Russula soup can also be cooked in a slow cooker, which will simplify cooking and save you time.

How to cook mushroom caviar from russula

How to cook mushroom caviar from russula to make a universal dish for appetizers or toppings for homemade baking?

  • The main product is 2 kg;
  • Onion - 1 kg;
  • Carrots - 500 g;
  • Vegetable oil;
  • Salt and ground black pepper to taste.

A visual video showing how to cook russula will help you make a truly delicious dish.

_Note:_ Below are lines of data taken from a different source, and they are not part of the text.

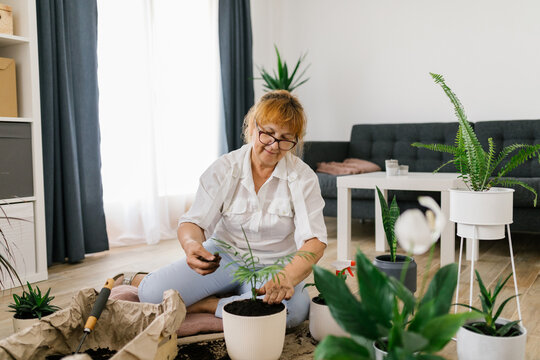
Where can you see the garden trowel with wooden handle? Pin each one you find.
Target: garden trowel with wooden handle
(96, 310)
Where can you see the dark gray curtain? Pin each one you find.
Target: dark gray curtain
(236, 66)
(67, 34)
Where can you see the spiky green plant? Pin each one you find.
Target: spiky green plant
(281, 80)
(250, 270)
(481, 169)
(32, 304)
(389, 215)
(488, 312)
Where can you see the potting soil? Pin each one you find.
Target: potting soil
(253, 308)
(96, 354)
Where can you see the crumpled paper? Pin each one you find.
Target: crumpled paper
(133, 329)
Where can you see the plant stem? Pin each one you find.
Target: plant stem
(426, 273)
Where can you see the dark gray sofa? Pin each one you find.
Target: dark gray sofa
(378, 142)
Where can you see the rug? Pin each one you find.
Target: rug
(299, 345)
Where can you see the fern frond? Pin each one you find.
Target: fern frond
(526, 153)
(508, 182)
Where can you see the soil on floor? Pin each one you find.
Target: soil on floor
(96, 354)
(253, 308)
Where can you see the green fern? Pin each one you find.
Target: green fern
(281, 80)
(389, 217)
(251, 271)
(476, 166)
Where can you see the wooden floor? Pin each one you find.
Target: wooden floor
(65, 280)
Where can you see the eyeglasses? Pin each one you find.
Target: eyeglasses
(267, 139)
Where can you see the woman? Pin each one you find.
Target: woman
(268, 191)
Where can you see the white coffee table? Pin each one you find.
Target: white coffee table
(415, 181)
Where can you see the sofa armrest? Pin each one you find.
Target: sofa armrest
(318, 151)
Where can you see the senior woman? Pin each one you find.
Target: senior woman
(268, 191)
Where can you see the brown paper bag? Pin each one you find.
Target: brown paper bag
(133, 329)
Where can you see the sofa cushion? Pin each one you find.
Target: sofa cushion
(506, 133)
(378, 142)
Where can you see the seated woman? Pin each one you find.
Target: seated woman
(268, 191)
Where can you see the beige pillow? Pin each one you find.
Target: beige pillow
(347, 167)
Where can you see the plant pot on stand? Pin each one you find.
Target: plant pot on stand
(254, 337)
(482, 215)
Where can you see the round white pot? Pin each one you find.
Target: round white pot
(19, 324)
(486, 211)
(321, 322)
(474, 346)
(254, 337)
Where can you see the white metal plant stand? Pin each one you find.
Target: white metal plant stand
(482, 216)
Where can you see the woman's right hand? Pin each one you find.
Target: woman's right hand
(199, 259)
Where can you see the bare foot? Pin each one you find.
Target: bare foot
(206, 305)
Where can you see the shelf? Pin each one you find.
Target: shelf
(17, 200)
(7, 40)
(12, 119)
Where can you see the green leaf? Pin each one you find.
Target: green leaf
(348, 312)
(340, 348)
(441, 289)
(375, 291)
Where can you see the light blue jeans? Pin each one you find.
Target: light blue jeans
(194, 287)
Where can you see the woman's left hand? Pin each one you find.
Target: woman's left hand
(275, 292)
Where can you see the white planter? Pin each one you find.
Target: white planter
(254, 337)
(487, 211)
(19, 324)
(321, 322)
(474, 346)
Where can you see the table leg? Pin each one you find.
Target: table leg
(448, 251)
(470, 249)
(380, 236)
(344, 223)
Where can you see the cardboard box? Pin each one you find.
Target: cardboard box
(8, 88)
(6, 19)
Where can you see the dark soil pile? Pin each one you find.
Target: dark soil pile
(253, 308)
(96, 354)
(205, 350)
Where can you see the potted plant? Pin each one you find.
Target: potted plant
(388, 320)
(482, 210)
(254, 329)
(393, 264)
(30, 307)
(321, 322)
(491, 337)
(281, 80)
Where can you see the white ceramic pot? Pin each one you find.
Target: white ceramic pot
(254, 337)
(481, 214)
(474, 346)
(321, 322)
(19, 324)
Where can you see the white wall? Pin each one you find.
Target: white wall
(370, 59)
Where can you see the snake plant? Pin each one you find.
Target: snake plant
(481, 169)
(281, 80)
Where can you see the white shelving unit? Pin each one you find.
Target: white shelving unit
(29, 235)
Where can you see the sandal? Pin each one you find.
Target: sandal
(129, 277)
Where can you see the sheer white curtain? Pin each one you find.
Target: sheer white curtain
(160, 104)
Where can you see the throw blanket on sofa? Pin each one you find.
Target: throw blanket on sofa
(347, 167)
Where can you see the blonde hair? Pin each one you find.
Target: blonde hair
(278, 107)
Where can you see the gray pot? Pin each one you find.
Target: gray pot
(393, 269)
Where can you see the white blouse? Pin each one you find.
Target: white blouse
(287, 210)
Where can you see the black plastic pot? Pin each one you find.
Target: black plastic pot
(385, 264)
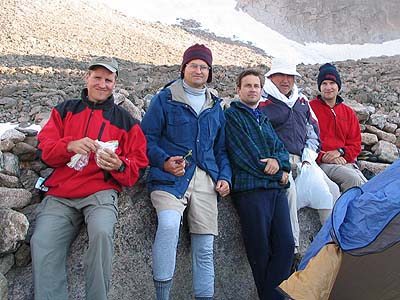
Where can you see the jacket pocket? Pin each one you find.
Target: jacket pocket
(179, 129)
(159, 177)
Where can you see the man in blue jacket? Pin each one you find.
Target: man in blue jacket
(189, 169)
(260, 165)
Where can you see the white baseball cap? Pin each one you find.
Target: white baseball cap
(282, 66)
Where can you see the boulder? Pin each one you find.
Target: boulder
(3, 288)
(14, 198)
(13, 226)
(386, 151)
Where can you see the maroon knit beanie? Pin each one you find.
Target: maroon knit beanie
(197, 51)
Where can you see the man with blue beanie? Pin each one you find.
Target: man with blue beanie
(340, 132)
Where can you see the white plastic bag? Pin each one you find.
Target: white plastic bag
(112, 145)
(311, 188)
(79, 161)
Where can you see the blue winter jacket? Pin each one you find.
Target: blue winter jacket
(173, 128)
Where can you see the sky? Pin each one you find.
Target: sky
(221, 18)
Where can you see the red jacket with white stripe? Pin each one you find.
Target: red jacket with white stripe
(106, 121)
(339, 128)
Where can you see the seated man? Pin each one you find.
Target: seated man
(84, 190)
(295, 124)
(260, 167)
(339, 131)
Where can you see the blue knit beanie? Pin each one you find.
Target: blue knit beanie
(328, 72)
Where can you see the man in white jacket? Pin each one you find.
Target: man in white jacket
(297, 127)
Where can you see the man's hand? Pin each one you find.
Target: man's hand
(285, 178)
(340, 161)
(175, 165)
(83, 146)
(330, 157)
(108, 160)
(222, 187)
(271, 166)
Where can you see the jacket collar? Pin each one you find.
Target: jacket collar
(338, 100)
(105, 105)
(178, 94)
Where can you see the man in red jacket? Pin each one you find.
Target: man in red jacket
(85, 183)
(340, 132)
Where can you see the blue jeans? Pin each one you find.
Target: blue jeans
(164, 254)
(267, 235)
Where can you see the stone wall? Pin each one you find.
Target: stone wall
(19, 170)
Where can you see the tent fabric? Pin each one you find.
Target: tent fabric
(365, 228)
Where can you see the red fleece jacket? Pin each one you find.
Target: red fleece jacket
(75, 119)
(339, 128)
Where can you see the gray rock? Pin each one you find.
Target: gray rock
(362, 112)
(6, 263)
(8, 102)
(378, 120)
(386, 151)
(132, 278)
(10, 164)
(14, 227)
(385, 136)
(23, 255)
(369, 139)
(13, 135)
(123, 101)
(24, 150)
(3, 288)
(6, 145)
(31, 140)
(28, 179)
(374, 168)
(14, 198)
(8, 181)
(390, 127)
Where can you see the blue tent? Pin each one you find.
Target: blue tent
(356, 253)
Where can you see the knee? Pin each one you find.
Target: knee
(203, 246)
(101, 234)
(168, 221)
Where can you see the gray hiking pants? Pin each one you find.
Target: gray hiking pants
(58, 221)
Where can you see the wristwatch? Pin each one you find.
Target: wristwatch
(121, 168)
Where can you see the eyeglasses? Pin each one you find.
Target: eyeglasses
(195, 66)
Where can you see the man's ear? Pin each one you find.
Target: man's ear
(86, 77)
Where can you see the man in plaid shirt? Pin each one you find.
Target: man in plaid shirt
(260, 167)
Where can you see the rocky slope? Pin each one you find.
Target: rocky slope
(44, 48)
(333, 22)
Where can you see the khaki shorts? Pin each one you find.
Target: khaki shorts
(200, 199)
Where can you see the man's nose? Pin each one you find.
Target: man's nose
(102, 83)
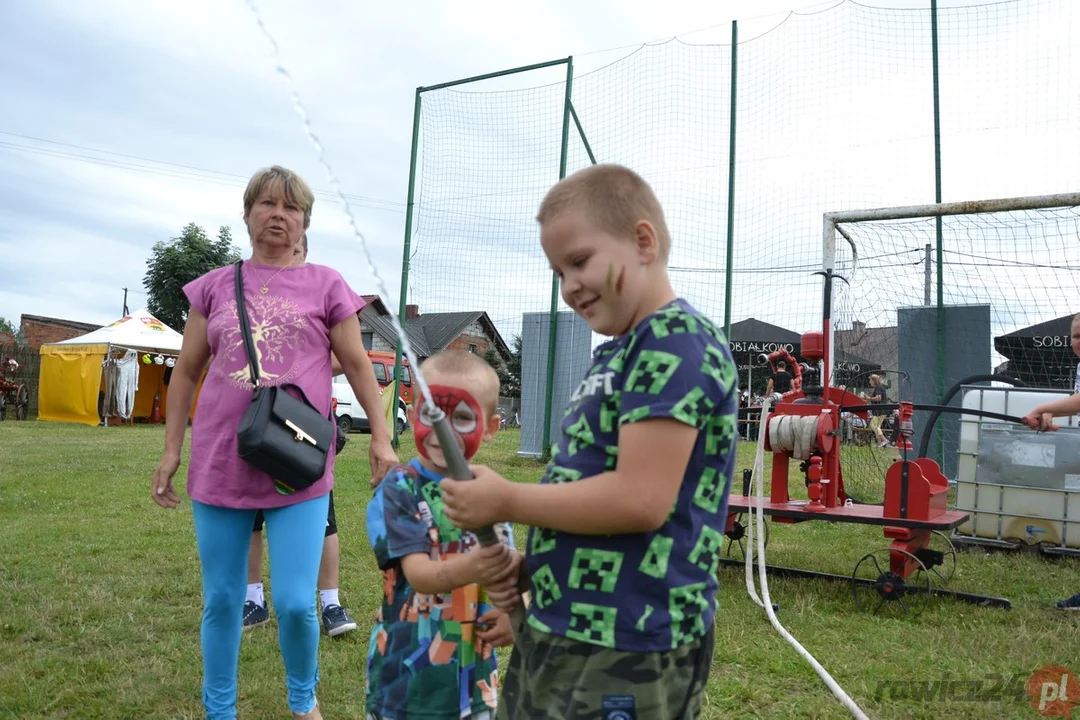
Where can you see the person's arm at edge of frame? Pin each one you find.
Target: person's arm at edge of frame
(194, 352)
(1041, 416)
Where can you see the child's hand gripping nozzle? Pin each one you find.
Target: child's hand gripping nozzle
(458, 467)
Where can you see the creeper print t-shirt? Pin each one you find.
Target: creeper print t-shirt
(655, 591)
(424, 660)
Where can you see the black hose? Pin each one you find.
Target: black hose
(925, 443)
(936, 408)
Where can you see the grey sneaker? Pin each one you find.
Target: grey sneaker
(336, 621)
(1070, 603)
(255, 614)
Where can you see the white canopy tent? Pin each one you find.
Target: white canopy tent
(72, 375)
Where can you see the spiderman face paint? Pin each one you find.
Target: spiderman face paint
(463, 413)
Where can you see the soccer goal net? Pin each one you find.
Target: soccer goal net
(933, 295)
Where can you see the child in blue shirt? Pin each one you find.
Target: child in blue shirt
(432, 648)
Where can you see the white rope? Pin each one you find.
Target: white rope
(797, 433)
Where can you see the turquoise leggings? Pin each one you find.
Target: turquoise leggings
(295, 540)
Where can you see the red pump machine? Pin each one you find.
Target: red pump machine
(804, 424)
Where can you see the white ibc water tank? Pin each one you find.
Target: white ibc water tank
(1021, 487)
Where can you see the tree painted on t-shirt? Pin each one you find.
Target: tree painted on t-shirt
(277, 327)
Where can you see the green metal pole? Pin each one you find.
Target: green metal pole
(937, 199)
(581, 134)
(729, 275)
(553, 316)
(403, 298)
(500, 73)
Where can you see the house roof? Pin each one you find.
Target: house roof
(377, 302)
(431, 333)
(381, 324)
(84, 327)
(756, 330)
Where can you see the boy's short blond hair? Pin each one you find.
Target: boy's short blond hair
(454, 366)
(613, 198)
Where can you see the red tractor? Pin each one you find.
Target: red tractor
(14, 396)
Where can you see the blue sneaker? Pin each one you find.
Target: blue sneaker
(1071, 603)
(336, 621)
(255, 614)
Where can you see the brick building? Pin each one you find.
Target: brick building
(38, 330)
(431, 333)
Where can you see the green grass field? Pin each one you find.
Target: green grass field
(99, 602)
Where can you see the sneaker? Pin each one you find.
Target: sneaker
(1071, 603)
(255, 614)
(336, 621)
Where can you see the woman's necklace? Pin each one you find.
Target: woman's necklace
(265, 287)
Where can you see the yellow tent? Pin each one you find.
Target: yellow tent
(71, 374)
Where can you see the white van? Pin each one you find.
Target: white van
(350, 415)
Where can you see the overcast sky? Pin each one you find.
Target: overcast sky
(123, 120)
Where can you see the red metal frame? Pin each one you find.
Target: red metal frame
(916, 490)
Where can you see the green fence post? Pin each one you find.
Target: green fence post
(937, 199)
(403, 300)
(553, 321)
(729, 275)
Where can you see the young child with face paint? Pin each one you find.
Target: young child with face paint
(628, 522)
(432, 648)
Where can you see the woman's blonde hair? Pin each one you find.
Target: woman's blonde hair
(293, 187)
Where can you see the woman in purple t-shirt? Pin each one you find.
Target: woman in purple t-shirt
(298, 314)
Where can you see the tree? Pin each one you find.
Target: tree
(176, 262)
(510, 372)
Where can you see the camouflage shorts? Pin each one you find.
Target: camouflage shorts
(552, 678)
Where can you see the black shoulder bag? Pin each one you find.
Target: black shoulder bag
(282, 435)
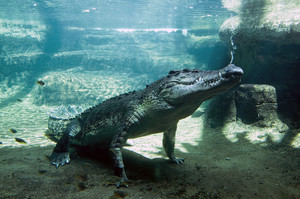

  1. Pre-cleaned and washed russula boil in water for 15 minutes.
  2. Drain the water, and fry the mushrooms in a dry pan until the liquid evaporates.
  3. Pour in oil and fry until golden brown.
  4. Peel the carrots and onions, chop and fry until cooked.
  5. In a meat grinder, we twist the mushrooms and vegetables, put them in a pan.
  6. Add salt and pepper, mix and simmer in a saucepan for 40 minutes over low heat.
  7. You can eat right away, but you can distribute it in jars, cover with lids and refrigerate.